今天甘栾竟然拆开一盒之前从未得见的,手写的飘逸字体像要手拉手飞出扉页:“路上遇到我的人,看见我也无所见(注4)。”
“这个牌子。”叶靖说:“我们现在要去见的小朋友和这个牌子有点关系。”
“嗯?”
“我那个堂弟是收养的。来自曜城的……福利院。”叶靖似乎没把话说完。车开始减速,他们行至某港口,这一带人烟稀少,车窗外,只有一颗银灰色的头正在移过来,所以目标明确。甘栾问叶靖:“他是马上要出道了?”如此闪耀。二人遂下车吹风,顺便等人跑到。叶靖点了点甘栾握在手中的盒子:“他曾经答应出道,准备了一天?一周,反正最后经纪人被他开了……一天一个想法。他爸又宠他。收养他的人,是小明的老板。”

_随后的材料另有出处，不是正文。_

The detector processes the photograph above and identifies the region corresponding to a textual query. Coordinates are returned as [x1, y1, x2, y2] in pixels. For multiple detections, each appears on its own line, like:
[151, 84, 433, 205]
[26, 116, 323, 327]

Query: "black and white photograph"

看得出来,银灰头发精心修剪过,碎碎地铺在头上,随风张扬各式的帅气;这很完美,无论怎么乱都有型。银灰头发朝他们招手,带动身上一批金属闪闪发光,像一颗钻石,正刺眼地移过来。甘栾觉得自己产生了幻觉,比如那个银灰头发的手是金属做的,嘴巴也是,耳朵也是……走近了,才发现它们是戒指、唇钉、耳钉。银灰头发讲话伴随金属声:“靖哥哥!”
叶靖是个好脾气,笑眯眯地:“小里子,过来见见甘栾。”
小里子见到甘栾,“天呐天呐”嚎叫几声,围着他转一圈就往回跑,甘栾指自己的脸,脸给他摆上点无措。看叶靖,叶靖老神在在,看叶里,这小子奔逃的背影像一颗流星,转眼就不见了。
叶里重新出现时,轰隆隆地拖着一个行李箱,远远看着,像个黑色小火车头在追着一撮轻飘飘的羽毛。他换了一套衣服,米色外套敞开着,里头是件一字领海魂衫,领口与锁骨平行。九分裤和帆布鞋搭配,露出一截瘦瘦的脚脖子,全身清爽。不明金属物都不见了(除了嘴和耳),小里子头发软软,神情漾漾,整体减龄十岁,可以直接抱着阿姨的大腿,伸出头傻乎乎地问怪叔叔“你是谁为什么要给我吃糖”了(阿姨:你又是shei啊!)。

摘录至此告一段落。